David Wojnarowicz est le meilleur artiste, écrivain, photographe et penseur dont vous ne connaissez pas le nom ou que vous craignez d’avoir mal prononcé. C'était un homme homosexuel, né à une époque où c'était illégal, il avait grandi dans les rues de New York, rassemblant d'abord de l'argent grâce au travail du sexe, puis en travaillant comme artiste. Ses images sont instantanées et violentes, à la fois crues et baroques. Ses films sont poétiques et profanes. Wojnarowicz écrit comme un croisement entre James Baldwin, William Burroughs et Jean Genet, et mérite absolument d'être mentionné dans la même phrase, et lu sérieusement, extatique, largement, prophétiquement et de près.

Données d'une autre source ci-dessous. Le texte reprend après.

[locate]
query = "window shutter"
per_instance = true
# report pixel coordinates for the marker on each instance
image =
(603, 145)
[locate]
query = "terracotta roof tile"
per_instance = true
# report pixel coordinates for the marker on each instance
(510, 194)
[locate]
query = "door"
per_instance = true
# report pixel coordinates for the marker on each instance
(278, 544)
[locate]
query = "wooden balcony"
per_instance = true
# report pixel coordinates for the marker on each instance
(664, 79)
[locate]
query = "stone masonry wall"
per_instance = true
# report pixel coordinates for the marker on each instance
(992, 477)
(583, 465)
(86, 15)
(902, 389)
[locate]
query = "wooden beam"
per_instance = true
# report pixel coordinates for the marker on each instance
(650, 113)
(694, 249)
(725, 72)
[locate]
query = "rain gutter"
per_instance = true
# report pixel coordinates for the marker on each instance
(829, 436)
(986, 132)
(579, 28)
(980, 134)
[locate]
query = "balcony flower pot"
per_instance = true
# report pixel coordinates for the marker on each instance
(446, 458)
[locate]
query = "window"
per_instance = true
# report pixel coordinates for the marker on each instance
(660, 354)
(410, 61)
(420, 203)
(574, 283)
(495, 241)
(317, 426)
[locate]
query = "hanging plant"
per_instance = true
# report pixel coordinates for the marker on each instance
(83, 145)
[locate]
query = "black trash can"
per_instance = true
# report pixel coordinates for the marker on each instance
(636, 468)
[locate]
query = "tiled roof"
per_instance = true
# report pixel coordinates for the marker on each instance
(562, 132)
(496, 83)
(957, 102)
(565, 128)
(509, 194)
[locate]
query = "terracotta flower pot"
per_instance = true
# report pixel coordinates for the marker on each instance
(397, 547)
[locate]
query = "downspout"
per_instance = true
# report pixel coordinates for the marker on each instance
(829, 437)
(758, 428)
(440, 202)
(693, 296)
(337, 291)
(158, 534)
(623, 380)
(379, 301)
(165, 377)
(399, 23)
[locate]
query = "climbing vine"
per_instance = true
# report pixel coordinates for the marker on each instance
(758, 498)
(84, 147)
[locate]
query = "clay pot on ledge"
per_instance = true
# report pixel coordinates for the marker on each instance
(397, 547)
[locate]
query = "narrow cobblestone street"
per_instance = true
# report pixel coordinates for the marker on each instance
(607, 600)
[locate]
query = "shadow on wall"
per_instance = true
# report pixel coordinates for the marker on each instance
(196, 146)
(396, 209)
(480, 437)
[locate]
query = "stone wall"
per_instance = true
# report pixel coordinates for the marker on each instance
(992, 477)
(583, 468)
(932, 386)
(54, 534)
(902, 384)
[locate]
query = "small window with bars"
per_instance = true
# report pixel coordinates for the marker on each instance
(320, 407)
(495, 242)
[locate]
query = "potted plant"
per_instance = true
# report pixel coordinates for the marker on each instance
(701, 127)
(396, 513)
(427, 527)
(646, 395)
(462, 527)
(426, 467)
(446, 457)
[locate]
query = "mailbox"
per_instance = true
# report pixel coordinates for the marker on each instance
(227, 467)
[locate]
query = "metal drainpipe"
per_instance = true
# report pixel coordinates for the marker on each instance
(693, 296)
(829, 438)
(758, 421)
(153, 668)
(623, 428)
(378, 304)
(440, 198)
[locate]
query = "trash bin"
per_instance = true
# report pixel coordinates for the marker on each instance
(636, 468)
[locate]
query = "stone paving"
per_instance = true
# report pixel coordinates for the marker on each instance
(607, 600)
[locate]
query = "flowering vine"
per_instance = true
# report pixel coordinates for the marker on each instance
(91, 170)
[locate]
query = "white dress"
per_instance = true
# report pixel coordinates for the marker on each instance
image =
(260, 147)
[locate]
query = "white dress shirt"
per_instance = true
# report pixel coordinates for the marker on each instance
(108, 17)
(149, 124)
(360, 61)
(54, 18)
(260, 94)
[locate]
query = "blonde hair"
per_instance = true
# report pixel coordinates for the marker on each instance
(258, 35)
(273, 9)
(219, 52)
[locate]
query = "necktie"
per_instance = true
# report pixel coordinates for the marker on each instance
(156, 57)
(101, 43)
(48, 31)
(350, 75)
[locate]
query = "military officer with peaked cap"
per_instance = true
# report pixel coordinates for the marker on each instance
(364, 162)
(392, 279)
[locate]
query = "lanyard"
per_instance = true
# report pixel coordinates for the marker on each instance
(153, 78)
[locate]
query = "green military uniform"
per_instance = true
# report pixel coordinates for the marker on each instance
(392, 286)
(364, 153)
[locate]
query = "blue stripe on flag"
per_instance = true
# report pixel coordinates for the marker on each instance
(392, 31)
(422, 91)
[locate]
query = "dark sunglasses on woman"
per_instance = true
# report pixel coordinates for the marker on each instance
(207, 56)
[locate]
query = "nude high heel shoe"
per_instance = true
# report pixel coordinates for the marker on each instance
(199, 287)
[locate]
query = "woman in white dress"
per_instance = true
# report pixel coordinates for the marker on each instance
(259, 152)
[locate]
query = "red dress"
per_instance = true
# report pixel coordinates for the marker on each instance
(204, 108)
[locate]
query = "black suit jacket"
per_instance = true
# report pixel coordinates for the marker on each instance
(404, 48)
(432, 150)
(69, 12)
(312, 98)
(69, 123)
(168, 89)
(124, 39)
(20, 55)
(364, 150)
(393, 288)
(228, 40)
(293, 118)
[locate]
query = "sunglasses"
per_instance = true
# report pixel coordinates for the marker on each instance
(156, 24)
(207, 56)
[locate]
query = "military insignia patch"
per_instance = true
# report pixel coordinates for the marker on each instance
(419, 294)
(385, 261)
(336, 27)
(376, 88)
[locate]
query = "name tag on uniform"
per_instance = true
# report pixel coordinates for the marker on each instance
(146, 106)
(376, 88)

Avant de mourir de maladies liées au sida en 1992, à l'âge de 37 ans seulement, Wojnarowicz avait parcouru l'Amérique, collaboré avec Nan Goldin, Diamanda Galas, U2 et son ancien amour Peter Hujar, a choisi des combats avec Keith Haring et laissé derrière lui un corps de œuvre dont la fureur rayonnante devient de plus en plus essentielle de minute en minute. Il n'y a pas de meilleur point de départ que sa collection d'essais, de souvenirs sexuels, de journalisme de voyage, de journaux de rêves et de manifestes Près des couteaux , qui vient d'être réédité. C'est plein de lignes comme s'il était le genre de gars pour qui je volerais des banques et quand ils ont inventé la voiture, ils ont inventé la collision, et l'obscurité de l'heure mène le corps volontaire.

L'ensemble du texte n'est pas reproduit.